US-Präsident Theodore Roosevelt lehnt das Ansinnen der Regierungen des Deutschen Reiches und Großbritanniens ab, persönlich die Schiedsrichterfunktion in der Venezuelafrage zu übernehmen. Entscheidend in den folgenden Vermittlungsverhandlungen im kommenden Jahr bleibt dennoch die US-Regierung.

In einem Leichtgewichts-Boxkampf in Hot Springs siegt der 20 Jahre alte, aus Dänemark eingewanderte Battling Nelson (eigentl. Oscar Nielson) nach insgesamt 42 Niederschlägen durch K. o. in der 17. Runde gegen Christy Williams.

27.12.1902, Samstag

Nachdem das japanische Parlament die von der Regierung geforderte Erhöhung der Grundsteuer ablehnt, wird das Abgeordnetenhaus aufgelöst.

Der Sultan von Marokko, Abd Al Asis, sendet etwa 10 000 Soldaten in den Kampf gegen die aufständischen Berberstämme. Die Kabylen sind inzwischen bis in die Nähe der Stadt Fès vorgerückt.

In der US-amerikanischen Presse verstärken sich die Angriffe gegen das Vorgehen Großbritanniens und des Deutschen Reiches in Venezuela. Allgemein wird unterstellt, Deutschlands eigentliches Ziel sei die Eroberung neuer Kolonien in Mittel- und Südamerika.

28.12.1902, Sonntag

In Anwesenheit des britischen Vizekönigs von Indien, George Nathaniel Curzon, und des aus London angereisten Arthur von Connaught beginnen in Delhi die pompösen Feierlichkeiten zur Proklamation König Eduard VII. von Großbritannien zum Kaiser von Indien. Die offizielle Erhebung des König von Großbritannien in den Kaiserstand erfolgt am 1. Januar 1903.

Wilhelm II. präsentiert mehreren geladenen Malern, Bildhauern und Architekten die neu gestalteten Räume des Königlichen Schlosses in Berlin.

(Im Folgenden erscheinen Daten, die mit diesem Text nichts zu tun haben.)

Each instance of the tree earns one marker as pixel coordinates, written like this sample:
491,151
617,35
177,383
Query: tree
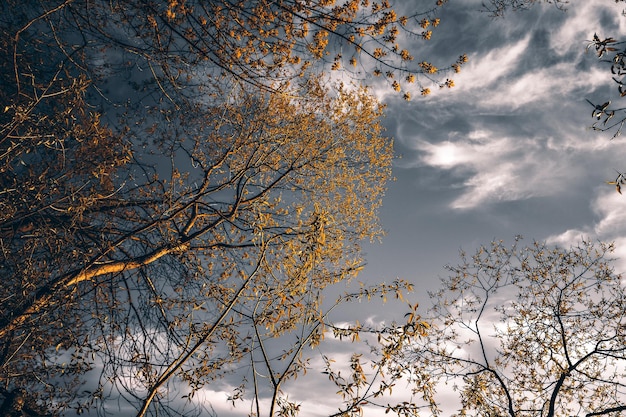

Zu den veränderten Bereichen in dem historischen Gebäude der Hohenzollern gehört u.a. der Weiße Saal.

Der neue Intendant der Königlichen Schauspiele Berlin, Georg von Hülsen-Haeseler, tritt sein Amt an und löst damit den aus Altersgründen zurückgetretenen Bolko Graf von Hochberg ab.

29.12.1902, Montag

Österreich-Ungarn kündigt den Handelsvertrag mit Italien, so dass die laufenden Abmachungen mit dem 31. Dezember 1903 außer Kraft treten. Die Verhandlungen über Folgeverträge beginnen im Januar 1903.

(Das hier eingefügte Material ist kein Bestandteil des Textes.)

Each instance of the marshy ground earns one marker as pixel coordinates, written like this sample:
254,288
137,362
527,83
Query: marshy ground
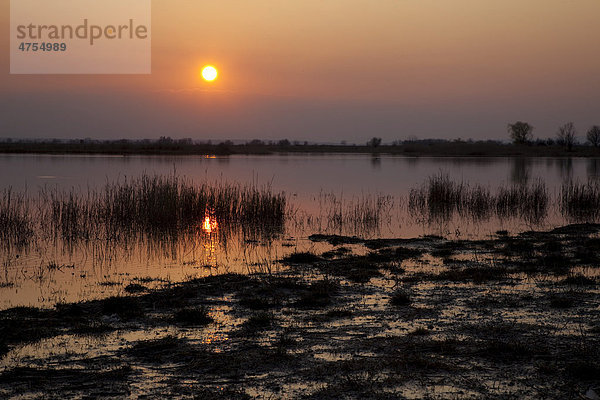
506,317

In Magdeburg beginnt der zweite preußische Lehrertag. Bis zum Sonntag beraten die 1600 Delegierten hauptsächlich über die Besoldungsverhältnisse bei den Volksschullehrern, die allgemein als unbefriedigend bezeichnet werden.

30.12.1902, Dienstag

Aufgrund der Kabylenaufstände in Marokko entsendet die spanische Regierung Kriegsschiffe in die nordafrikanische Küstenstadt Tanger und hält Truppen zum Eingreifen in Marokko bereit.

31.12.1902, Mittwoch

Zwischen der zisleithanischen (österreichischen) Reichshälfte Österreich-Ungarns und Transleithanien wird ein Abkommen über den Fortbestand des gemeinsamen Wirtschaftsgebietes geschlossen.

Unter der Regie von Konstantin Stanislawski wird das Schauspiel “Nachtasyl” von Maxim Gorki am Moskauer Künstlertheater uraufgeführt.